In an energy system increasingly characterized by volatile feed-in of renewable energies, electricity consumption no longer represents an unchangeable variable and it is to be expected that some segments of electricity consumption in Germany – especially in industry – will be increasingly flexibly aligned with the supply of electricity generation in the future. In order to take this into account within the framework of the Network Development Plan for Electricity (NEP), which serves as the demand analysis as well as the study on the security of supply in Germany and Europe, a joint expert opinion was prepared by the Forschungsgesellschaft für Energiewirtschaft mbH (FfE) and Guidehouse for the transmission system operators (TSOs).
The focus was on the consumption sectors industry as well as trade, commerce and services (GHD). In three scenarios, the report categorized and quantified both current and future load management potentials up to 2045 and determined their regional and temporal availability. In addition, these were validated in more detail via industry and expert interviews, particularly for the short- to medium-term time horizon.
In the base year 2019, there is a positive load management potential of 1.2 GW for a call-up period of one hour, which is currently provided by industrial processes in the aluminum, paper, and chemical sectors that have been prequalified under the Ordinance on Disconnectable Loads (AbLaV). To describe the development of future potential, in addition to a basic scenario based on the study “Climate-Neutral Germany 2050,” there is also a scenario with increased use of hydrogen and a scenario characterized by a high level of electrification. By 2045, there is a significant increase of potential load management available in all scenarios, reaching up to 13.5 GW in 2045 as seen in the following figure.

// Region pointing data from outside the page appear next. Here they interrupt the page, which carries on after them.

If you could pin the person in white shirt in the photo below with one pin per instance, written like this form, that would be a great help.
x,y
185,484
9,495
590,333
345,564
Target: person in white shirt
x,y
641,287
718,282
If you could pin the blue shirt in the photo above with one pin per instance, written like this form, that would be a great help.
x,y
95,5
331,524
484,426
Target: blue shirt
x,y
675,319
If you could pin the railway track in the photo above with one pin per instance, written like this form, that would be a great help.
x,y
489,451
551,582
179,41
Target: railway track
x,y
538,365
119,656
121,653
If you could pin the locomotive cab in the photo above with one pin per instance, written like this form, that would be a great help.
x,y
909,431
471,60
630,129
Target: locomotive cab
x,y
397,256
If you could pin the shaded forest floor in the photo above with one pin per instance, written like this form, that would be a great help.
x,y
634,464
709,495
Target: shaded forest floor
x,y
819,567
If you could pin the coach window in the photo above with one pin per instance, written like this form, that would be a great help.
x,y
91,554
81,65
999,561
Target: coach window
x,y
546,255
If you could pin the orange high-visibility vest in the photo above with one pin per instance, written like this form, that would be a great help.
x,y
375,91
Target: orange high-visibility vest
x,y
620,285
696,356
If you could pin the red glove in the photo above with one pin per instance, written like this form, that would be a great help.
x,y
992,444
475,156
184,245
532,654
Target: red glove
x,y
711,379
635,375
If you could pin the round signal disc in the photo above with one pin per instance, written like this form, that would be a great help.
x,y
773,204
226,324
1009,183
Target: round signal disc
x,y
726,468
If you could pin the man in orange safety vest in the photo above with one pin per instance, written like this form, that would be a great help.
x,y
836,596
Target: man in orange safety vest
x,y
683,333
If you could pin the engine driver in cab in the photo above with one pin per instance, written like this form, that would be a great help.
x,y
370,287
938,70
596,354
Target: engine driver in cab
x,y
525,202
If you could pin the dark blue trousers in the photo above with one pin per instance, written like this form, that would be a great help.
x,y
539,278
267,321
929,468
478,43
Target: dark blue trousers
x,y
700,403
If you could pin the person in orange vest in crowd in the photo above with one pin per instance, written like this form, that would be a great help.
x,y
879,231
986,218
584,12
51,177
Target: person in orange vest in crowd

By category, industrial cross-section technologies and in particular the tertiary sector, especially data centers, become increasingly important. Their potential is expected to exceed that of industrial processes from 2035. The result of the regionalization in the next figure shows the regional differences in the amount and categorical composition of the load management potentials between the scenarios.
The temporal availability of the load management potentials is particularly given if the technologies have a high average utilization at production times. Based on a literature analysis, the costs of flexibility call-ups are differentiated according to the type of flexibility call-up, i.e. load shifting, load reduction, and load disconnection. It is shown that for all industrial processes, different flexibility potentials can be called up at different costs – lower potentials at lower costs (in the range of a few hundred EUR/MWh) and significantly higher potentials if a production outage is accepted and the call-up costs are thus significantly higher (in the range of 1,000 EUR/MWh). For cross-section technologies and in the commercial sector, an analogous distinction is made between different flexibility potentials at different cost levels. Here, the call-up costs for load shifting or reduction are consistently very low, since an influence of the flexibility call-up on production is excluded. For load shedding, higher potentials are also found in the areas of cross-section technologies and trade, with correspondingly significantly higher call-up costs.